We once sauntered into the night

or rather, flew into it

with the bats, like pilgrims advancing by faith

never here, nor there, the way

a bat is half mammalian and half non-mammalian

the end-point was never part of the plan

we simply moved, and the paths moved with us,

leading us home, unfolding like

tents approached from a distance.

 

One time, we were refugees from Maiduguri,

dashing away from rebels, and from forceful conscription,

willing our fire to propel us

away, like pilgrims, to the welcoming warmth of home.

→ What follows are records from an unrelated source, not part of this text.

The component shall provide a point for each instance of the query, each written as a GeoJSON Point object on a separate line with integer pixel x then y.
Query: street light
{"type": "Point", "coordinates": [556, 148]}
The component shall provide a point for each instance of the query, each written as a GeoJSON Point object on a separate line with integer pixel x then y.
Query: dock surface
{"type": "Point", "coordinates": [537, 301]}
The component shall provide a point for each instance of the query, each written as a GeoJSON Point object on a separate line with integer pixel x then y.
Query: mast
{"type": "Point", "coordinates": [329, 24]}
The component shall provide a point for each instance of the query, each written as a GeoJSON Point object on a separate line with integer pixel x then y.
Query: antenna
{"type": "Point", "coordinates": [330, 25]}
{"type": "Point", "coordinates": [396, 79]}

Another time, and we were in the West,

innocent inhabitants shielding ourselves

from menacing Russian Kalashnikovs of herdsmen

who brandished bullet spitting metals for sticks

and artillery for cattle.

Or the casualties, letting the bullets tear into us

(when we rose in defiance)

Like stones slammed into a lake

 

Yet another moment, and we were all these and more

More being home, where love is-

a baby-eagle defying odds, to thrive.

Putting up a spirited effort against the forces

that breed hatred, and death. Because home is

where the open door of love is, though it hangs

loosely on its hinges.

 

Chisom Okafor

Chisom Okafor studied Nutrition and Dietetics at the University of Nigeria, Nsukka. His poem came third in the 2016 edition of Nigerian Students Poetry Prize.

***

MONOGRAPH

by Ojo Taiye

there is always someone calling your name softly
at the skin of midnight

home
distant folk songs
vane in the winds

and your heart smokes warm
as tears tumble across
your crusty cheek

suddenly
you see the distance from home
the gurgling of familiar streams
the clarity of sanguineous laughter
the flowers painted brown by the dust of life

thunder in their veins
lightening in their hair

fathers who fought with the earth
mothers who smell of blood

all of them fight for a space in the soil
with their fingers, tongues and breasts

all of them carry fire in their arms to burn
the portrait of an underfed child living in their eyes


Ojo Taiye

Ojo Taiye is a young Nigerian who uses poetry as a handy tool to hide his frustration with the society.

***

 

a poem eludes me
by Olawale Ibiyemi

I

 

I am stuck at the surface of my skull

like a miner with a plastic digger

 

I probe the alabaster box

for her fragrance

but her lips are sealed with the hymen of rebellion

 

the nose of my pen is bruised,

her head, bashed against my Muse

 

I did not know that the egg

if thoroughly provoked

will shatter a diamond stone

 

 

II

 

I plod the path of sages

reading the clouds to still the mind

parting the seas to still the tides

that rumble in the veins of all troubadours

 

I walk, holding my shadow by the ears;

so it does not stray from the path

into the mouth of darkness

 

I plod the path of sages

searching for a poem

to soothe the neck of Judas

to douse the flames of Sodom:

 

Ignorance, they say, is the greatest darkness

threatening the redemption

of the I

 

 

III

 

When leaves fall, the mouth of the earth

is wide open to incubate the carcasses

 

when poems ripen, they explode

splattering the walls of the mind

 

but when we reach out

to pluck these leaves for our healing

pluck these poems for deliverance

 

The Tree stands on her toes, raising her shoulders

hiding her boughs in the clouds

-poisoning the rain-

 

I will plod the path of sages

digging the earth with bare hands:

invoking every dead poem,

sprouting new leaves.

 

Olawale IbiyemiOlawale Ibiyemi is a young poet and student of Accounting at Babcock University, Nigeria. His poems have appeared in the anthology “These words will cure a dead man” by Sprinng Literary Movement, 2016.